The options for each parameter are:

  • True: metadata is requested, and passed to transform if provided. The request is ignored if metadata is not provided.

  • False: metadata is not requested and the meta-estimator will not pass it to transform.

  • None: metadata is not requested, and the meta-estimator will raise an error if the user provides it.

  • str: metadata should be passed to the meta-estimator with this given alias instead of the original name.

The default (sklearn.utils.metadata_routing.UNCHANGED) retains the existing request. This allows you to change the request for some parameters and not others.

Added in version 1.3.

Parameters:
cs_groupsstr, True, False, or None, default=sklearn.utils.metadata_routing.UNCHANGED

Metadata routing for cs_groups parameter in transform.

cs_weightsstr, True, False, or None, default=sklearn.utils.metadata_routing.UNCHANGED

Metadata routing for cs_weights parameter in transform.

Returns:
selfobject

The updated object.

transform(X, cs_weights=None, cs_groups=None)[source]#

Winsorize each observation to low/high percentiles.

Parameters:
Xarray-like of shape (n_observations, n_assets)

Input matrix where each row is an observation and each column is an asset. NaNs are allowed and preserved.

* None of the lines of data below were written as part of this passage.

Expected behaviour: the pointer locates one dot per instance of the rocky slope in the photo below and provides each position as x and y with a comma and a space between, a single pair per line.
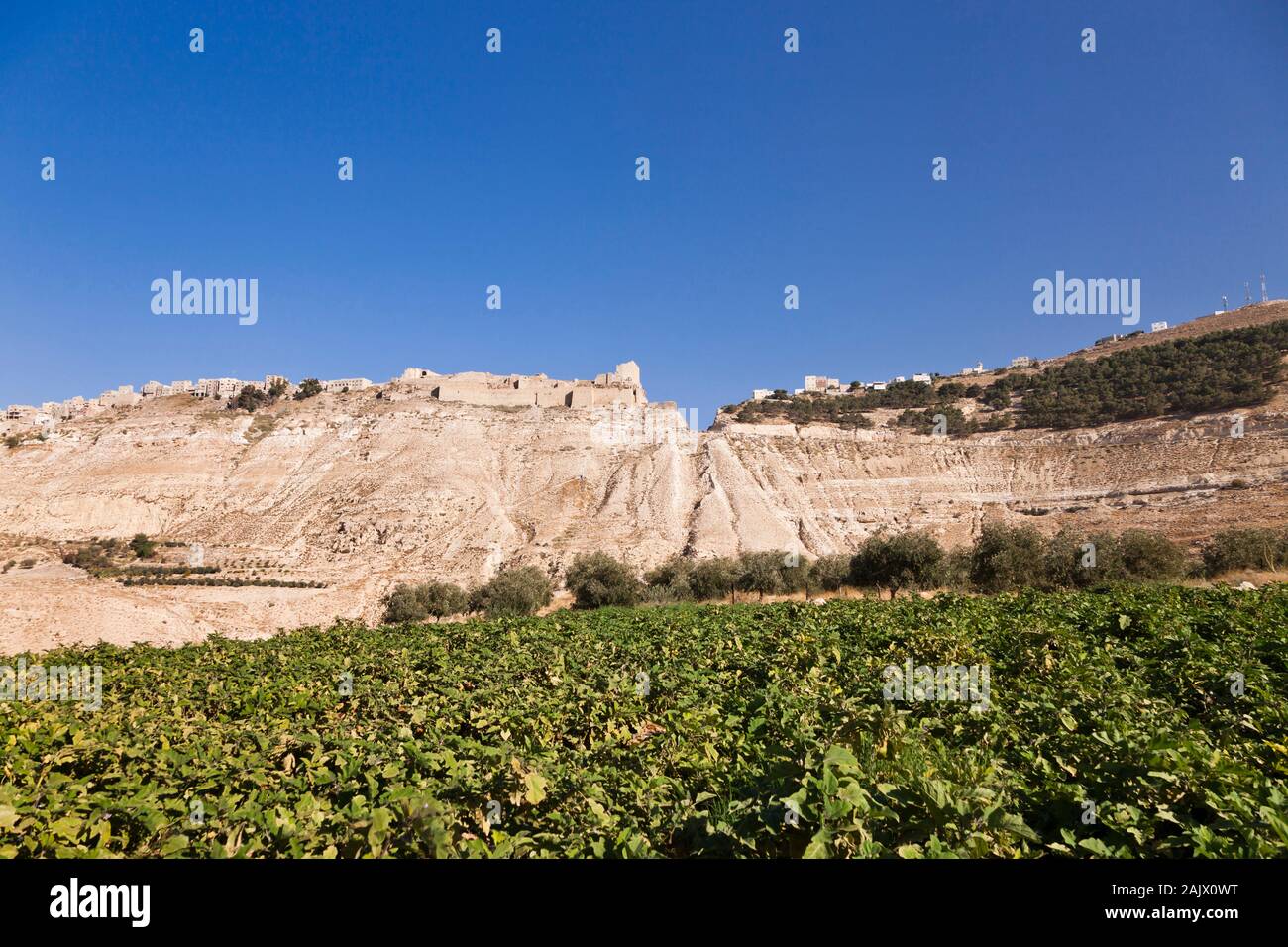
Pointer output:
362, 492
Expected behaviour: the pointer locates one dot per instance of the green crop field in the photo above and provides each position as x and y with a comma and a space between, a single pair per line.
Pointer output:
1140, 722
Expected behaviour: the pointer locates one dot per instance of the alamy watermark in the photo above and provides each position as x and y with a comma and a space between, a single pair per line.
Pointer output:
1064, 296
176, 296
81, 684
964, 684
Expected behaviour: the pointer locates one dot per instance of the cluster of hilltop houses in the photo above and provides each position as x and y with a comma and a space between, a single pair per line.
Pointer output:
619, 386
820, 384
125, 395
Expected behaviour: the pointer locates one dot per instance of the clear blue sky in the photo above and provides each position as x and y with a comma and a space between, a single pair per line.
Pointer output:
518, 169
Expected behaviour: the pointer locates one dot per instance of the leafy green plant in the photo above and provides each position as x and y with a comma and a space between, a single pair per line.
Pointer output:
752, 711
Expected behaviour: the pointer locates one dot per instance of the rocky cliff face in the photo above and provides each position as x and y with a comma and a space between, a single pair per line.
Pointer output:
362, 492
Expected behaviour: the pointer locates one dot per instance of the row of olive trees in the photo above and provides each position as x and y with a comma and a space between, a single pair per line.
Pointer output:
511, 591
1003, 558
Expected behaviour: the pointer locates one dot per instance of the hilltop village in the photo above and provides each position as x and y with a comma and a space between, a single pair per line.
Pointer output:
619, 386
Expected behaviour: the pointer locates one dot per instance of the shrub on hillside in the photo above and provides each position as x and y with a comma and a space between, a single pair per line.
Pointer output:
760, 573
829, 573
597, 579
1245, 549
712, 579
1005, 557
910, 560
798, 574
143, 547
308, 388
1080, 561
511, 591
670, 579
420, 602
248, 399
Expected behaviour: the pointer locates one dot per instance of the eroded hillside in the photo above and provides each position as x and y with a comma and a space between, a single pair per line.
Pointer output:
361, 492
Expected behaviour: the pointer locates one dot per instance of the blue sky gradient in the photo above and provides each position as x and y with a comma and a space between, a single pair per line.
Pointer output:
518, 169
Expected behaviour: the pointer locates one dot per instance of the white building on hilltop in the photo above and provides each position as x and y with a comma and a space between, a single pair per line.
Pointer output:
219, 386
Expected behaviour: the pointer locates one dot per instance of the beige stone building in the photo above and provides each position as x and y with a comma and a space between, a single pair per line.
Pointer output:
619, 386
346, 384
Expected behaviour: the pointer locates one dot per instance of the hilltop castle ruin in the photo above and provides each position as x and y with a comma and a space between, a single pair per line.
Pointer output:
617, 386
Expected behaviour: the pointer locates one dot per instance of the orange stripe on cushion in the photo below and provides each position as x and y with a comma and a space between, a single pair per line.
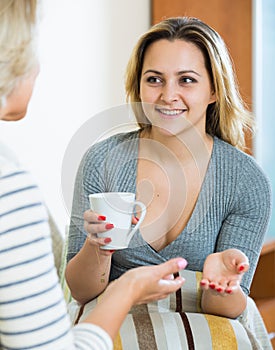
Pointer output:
199, 290
144, 331
188, 331
222, 333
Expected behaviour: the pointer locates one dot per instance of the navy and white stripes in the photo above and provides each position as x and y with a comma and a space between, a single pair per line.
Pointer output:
33, 313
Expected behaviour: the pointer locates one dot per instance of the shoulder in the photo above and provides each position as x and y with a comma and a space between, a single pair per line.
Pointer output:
240, 164
100, 150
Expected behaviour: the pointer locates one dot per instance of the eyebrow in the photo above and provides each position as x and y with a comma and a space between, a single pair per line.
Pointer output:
179, 73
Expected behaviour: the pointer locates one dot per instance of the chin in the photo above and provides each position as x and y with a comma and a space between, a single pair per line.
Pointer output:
14, 117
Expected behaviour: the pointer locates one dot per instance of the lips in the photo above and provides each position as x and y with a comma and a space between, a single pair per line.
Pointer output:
170, 113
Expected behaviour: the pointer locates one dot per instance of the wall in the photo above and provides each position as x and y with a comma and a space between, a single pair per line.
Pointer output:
264, 71
84, 46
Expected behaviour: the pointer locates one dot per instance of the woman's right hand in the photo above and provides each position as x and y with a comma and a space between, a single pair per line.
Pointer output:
95, 223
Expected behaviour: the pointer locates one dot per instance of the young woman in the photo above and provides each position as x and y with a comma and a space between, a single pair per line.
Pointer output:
32, 308
206, 199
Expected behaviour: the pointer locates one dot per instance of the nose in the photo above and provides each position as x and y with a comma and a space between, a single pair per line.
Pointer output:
169, 93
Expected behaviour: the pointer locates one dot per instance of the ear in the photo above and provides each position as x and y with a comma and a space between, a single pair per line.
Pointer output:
212, 97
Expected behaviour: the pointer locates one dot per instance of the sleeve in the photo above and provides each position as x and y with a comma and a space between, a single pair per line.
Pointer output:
245, 226
33, 312
89, 179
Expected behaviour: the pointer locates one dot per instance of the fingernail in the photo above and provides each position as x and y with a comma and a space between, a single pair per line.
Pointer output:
109, 226
182, 263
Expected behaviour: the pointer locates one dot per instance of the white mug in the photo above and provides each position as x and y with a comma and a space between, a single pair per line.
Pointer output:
118, 207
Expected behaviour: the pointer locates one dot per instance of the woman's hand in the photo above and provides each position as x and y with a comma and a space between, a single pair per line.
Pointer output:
95, 223
223, 271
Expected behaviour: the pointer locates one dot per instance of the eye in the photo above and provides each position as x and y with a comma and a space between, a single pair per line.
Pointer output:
187, 80
154, 80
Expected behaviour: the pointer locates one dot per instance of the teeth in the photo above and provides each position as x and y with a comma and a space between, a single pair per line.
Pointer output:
171, 112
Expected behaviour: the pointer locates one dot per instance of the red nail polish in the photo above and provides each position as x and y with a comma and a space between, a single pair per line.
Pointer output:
109, 226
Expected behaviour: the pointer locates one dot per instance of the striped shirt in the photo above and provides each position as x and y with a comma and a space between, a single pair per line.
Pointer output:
33, 313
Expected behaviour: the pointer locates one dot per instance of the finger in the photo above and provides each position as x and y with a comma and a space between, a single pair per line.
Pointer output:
92, 216
171, 285
94, 228
243, 267
172, 266
135, 220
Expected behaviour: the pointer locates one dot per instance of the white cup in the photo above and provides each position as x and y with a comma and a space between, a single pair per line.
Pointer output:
118, 207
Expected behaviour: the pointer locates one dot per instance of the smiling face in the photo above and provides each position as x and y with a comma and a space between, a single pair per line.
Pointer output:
175, 87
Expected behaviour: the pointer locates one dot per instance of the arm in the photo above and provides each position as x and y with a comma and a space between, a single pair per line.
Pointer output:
136, 286
243, 233
86, 262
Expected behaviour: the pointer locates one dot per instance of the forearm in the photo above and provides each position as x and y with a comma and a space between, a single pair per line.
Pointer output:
112, 309
87, 274
231, 305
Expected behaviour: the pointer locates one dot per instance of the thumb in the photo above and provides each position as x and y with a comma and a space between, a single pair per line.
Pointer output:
172, 266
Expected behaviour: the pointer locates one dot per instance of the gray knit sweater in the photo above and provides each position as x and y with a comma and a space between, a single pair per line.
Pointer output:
232, 210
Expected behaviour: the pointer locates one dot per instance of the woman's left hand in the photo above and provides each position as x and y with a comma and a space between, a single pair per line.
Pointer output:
223, 271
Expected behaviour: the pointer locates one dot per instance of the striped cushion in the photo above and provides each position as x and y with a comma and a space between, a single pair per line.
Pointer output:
176, 323
175, 331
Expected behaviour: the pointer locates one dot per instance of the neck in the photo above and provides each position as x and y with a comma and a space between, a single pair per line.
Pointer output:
187, 146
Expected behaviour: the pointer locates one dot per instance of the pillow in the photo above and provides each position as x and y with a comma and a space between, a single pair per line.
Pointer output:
177, 323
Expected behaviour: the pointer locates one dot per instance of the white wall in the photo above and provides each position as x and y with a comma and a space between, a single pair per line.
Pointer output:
84, 47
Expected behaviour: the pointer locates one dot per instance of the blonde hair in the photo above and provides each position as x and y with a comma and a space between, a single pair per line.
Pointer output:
228, 117
17, 53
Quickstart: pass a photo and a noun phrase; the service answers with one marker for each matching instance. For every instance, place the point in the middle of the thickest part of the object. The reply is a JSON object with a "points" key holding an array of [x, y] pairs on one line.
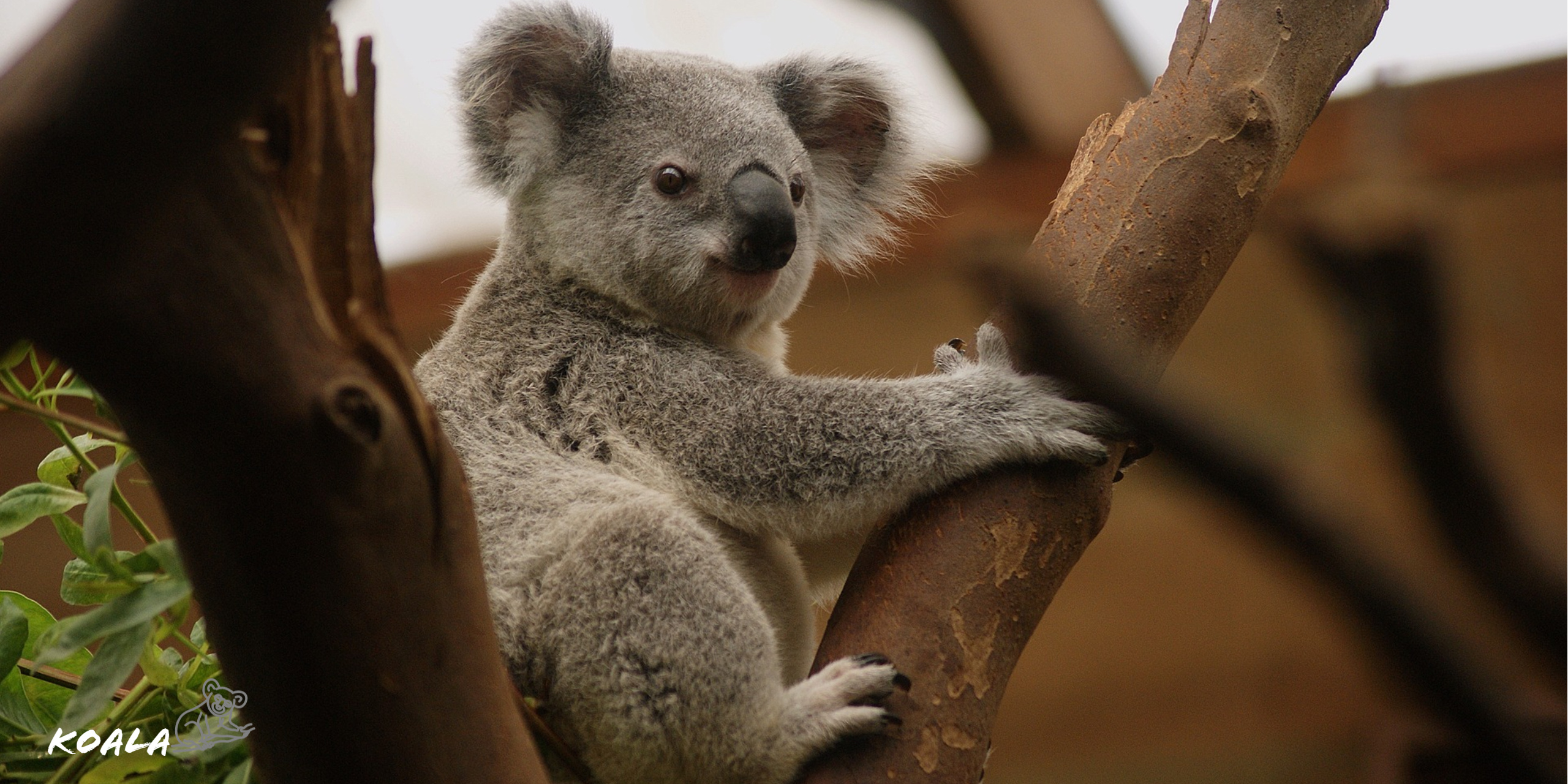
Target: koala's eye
{"points": [[670, 181]]}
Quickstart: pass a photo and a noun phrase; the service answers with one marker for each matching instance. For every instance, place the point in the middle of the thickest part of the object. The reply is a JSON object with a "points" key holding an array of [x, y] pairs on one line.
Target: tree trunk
{"points": [[1156, 206], [226, 298]]}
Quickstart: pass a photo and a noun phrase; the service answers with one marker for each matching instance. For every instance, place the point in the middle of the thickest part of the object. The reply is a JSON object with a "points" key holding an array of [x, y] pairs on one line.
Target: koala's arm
{"points": [[822, 457]]}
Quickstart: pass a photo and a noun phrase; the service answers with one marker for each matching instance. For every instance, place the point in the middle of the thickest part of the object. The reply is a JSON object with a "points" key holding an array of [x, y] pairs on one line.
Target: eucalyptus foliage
{"points": [[65, 675]]}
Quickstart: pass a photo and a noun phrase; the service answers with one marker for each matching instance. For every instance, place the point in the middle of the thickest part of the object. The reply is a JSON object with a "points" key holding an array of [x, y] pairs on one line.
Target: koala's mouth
{"points": [[745, 286]]}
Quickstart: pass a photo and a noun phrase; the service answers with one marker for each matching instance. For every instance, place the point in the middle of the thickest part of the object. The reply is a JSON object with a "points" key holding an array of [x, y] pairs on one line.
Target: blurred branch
{"points": [[1155, 209], [1392, 294], [1413, 642]]}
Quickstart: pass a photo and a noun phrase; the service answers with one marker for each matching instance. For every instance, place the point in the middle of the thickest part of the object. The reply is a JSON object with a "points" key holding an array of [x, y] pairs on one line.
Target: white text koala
{"points": [[645, 471]]}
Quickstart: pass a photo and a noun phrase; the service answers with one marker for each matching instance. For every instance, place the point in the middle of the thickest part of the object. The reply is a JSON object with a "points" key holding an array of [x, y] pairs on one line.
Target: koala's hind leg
{"points": [[665, 665]]}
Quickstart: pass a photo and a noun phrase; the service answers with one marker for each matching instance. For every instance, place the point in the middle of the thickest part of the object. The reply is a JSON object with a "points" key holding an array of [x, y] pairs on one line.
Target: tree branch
{"points": [[1407, 636], [1393, 295], [1153, 211], [237, 328]]}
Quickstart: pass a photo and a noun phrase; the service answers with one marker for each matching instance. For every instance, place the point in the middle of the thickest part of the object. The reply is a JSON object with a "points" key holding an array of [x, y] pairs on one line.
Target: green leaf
{"points": [[20, 507], [94, 521], [15, 355], [83, 584], [195, 673], [59, 466], [110, 667], [126, 767], [119, 614], [69, 533], [29, 701], [13, 634], [156, 668]]}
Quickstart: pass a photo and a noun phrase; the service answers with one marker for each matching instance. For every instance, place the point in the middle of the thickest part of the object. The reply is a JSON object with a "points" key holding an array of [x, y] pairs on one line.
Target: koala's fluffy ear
{"points": [[852, 123], [516, 82]]}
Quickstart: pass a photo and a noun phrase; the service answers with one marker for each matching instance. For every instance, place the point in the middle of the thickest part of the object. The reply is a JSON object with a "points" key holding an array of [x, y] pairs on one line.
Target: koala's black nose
{"points": [[767, 222]]}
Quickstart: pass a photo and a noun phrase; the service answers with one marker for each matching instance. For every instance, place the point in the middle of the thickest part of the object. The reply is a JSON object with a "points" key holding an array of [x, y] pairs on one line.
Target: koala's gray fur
{"points": [[647, 474]]}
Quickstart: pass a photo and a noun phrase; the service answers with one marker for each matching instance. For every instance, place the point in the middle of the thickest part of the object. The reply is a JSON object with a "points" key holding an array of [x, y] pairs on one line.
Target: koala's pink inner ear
{"points": [[853, 129]]}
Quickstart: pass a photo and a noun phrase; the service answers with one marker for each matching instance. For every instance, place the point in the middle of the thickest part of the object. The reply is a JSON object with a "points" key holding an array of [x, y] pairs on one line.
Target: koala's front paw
{"points": [[847, 698], [1057, 427]]}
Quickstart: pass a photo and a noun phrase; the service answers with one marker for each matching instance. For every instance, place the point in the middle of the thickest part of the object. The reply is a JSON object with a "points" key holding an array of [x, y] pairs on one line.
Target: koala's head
{"points": [[693, 192]]}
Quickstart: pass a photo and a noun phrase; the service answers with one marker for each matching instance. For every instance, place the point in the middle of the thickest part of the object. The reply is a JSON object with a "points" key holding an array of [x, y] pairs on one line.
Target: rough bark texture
{"points": [[1153, 212], [226, 298]]}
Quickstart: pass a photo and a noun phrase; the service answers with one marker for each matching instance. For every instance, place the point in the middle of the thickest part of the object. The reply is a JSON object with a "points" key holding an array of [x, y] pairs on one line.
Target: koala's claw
{"points": [[990, 352]]}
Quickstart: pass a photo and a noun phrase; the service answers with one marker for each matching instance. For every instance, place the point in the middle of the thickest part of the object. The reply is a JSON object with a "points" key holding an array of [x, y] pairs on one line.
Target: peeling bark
{"points": [[1155, 209]]}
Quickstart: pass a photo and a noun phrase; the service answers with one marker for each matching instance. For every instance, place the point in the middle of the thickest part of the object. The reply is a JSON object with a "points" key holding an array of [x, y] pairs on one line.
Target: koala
{"points": [[657, 496]]}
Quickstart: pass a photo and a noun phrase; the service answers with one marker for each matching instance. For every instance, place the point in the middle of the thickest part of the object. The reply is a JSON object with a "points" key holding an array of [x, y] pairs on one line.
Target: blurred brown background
{"points": [[1181, 650]]}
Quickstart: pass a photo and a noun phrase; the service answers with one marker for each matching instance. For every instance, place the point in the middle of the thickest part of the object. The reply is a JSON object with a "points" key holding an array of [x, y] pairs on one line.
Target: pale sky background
{"points": [[426, 205]]}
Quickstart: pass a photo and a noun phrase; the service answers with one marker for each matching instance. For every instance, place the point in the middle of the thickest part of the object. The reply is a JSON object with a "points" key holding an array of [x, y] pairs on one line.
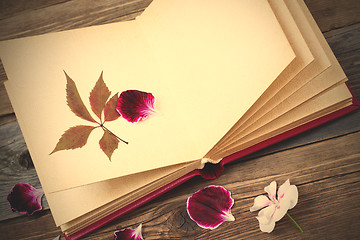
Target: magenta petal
{"points": [[134, 105], [129, 234], [24, 198], [210, 206]]}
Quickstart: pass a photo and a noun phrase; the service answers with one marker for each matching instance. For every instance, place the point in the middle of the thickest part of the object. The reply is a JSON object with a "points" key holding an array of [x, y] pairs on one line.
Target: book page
{"points": [[193, 83], [70, 204], [322, 80]]}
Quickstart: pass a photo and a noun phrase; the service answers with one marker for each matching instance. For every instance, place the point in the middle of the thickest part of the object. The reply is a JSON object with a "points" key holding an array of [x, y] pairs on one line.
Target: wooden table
{"points": [[323, 163]]}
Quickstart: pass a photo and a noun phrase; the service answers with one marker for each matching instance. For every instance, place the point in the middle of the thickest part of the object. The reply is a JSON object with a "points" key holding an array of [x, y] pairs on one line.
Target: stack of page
{"points": [[218, 77]]}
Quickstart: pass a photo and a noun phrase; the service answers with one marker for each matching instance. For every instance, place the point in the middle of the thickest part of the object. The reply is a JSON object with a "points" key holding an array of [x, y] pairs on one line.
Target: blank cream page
{"points": [[205, 66]]}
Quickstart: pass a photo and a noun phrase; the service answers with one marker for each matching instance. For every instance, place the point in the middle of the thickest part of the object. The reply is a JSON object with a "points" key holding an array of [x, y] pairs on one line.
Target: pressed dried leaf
{"points": [[74, 101], [108, 143], [210, 207], [74, 137], [98, 96], [24, 198], [110, 109], [128, 234]]}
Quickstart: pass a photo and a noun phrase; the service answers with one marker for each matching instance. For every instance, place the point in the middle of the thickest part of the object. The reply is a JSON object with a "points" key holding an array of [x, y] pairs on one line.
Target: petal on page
{"points": [[135, 106], [24, 198], [210, 206], [128, 234]]}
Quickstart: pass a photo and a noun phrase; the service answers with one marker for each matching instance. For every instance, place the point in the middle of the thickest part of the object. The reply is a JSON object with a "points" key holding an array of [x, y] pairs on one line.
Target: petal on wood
{"points": [[211, 206], [24, 198], [98, 96], [110, 109], [108, 143], [74, 137], [74, 101], [260, 202]]}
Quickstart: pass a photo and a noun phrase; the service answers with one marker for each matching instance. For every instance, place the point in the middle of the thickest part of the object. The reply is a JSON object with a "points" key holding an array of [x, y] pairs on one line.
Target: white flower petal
{"points": [[281, 210], [291, 195], [271, 190], [266, 227], [260, 202], [282, 189]]}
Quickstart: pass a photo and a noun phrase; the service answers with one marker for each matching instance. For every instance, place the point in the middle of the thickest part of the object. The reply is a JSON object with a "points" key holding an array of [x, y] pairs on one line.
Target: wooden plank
{"points": [[326, 173], [69, 15], [5, 105], [334, 14], [9, 8]]}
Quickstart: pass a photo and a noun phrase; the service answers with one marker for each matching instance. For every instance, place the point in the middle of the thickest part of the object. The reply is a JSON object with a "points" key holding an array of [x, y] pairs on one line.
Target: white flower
{"points": [[275, 208]]}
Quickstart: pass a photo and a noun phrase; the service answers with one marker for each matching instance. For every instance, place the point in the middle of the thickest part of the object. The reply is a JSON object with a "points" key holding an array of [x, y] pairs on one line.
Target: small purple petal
{"points": [[129, 234], [135, 106], [210, 206], [24, 198]]}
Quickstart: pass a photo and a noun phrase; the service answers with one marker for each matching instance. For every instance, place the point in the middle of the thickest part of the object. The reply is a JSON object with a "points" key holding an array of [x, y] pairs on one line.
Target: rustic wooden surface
{"points": [[323, 163]]}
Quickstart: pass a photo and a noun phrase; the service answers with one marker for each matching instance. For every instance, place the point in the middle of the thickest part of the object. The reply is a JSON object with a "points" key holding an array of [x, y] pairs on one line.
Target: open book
{"points": [[220, 78]]}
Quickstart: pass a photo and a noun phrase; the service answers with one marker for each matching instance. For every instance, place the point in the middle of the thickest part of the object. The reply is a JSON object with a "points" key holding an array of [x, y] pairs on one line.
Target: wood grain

cs_weightsarray-like of shape (n_observations, n_assets), optional

Optional non-negative cross-sectional weights used only to define the estimation universe through the convention cs_weights > 0. Percentile boundaries are then estimated in an equal-weighted way over the selected assets. Non-estimation assets still receive clipped values using those boundaries. If None, all finite assets are used to compute percentiles.

cs_groupsarray-like of shape (n_observations, n_assets), optional

Not used, present for API consistency by convention.

Returns:
X_clippedndarray of shape (n_observations, n_assets)

Winsorized values. NaN values from the input are preserved.

Raises:
ValueError

If low / high are invalid, X is not a non-empty 2D array, cs_weights is invalid, or any observation has no estimation asset.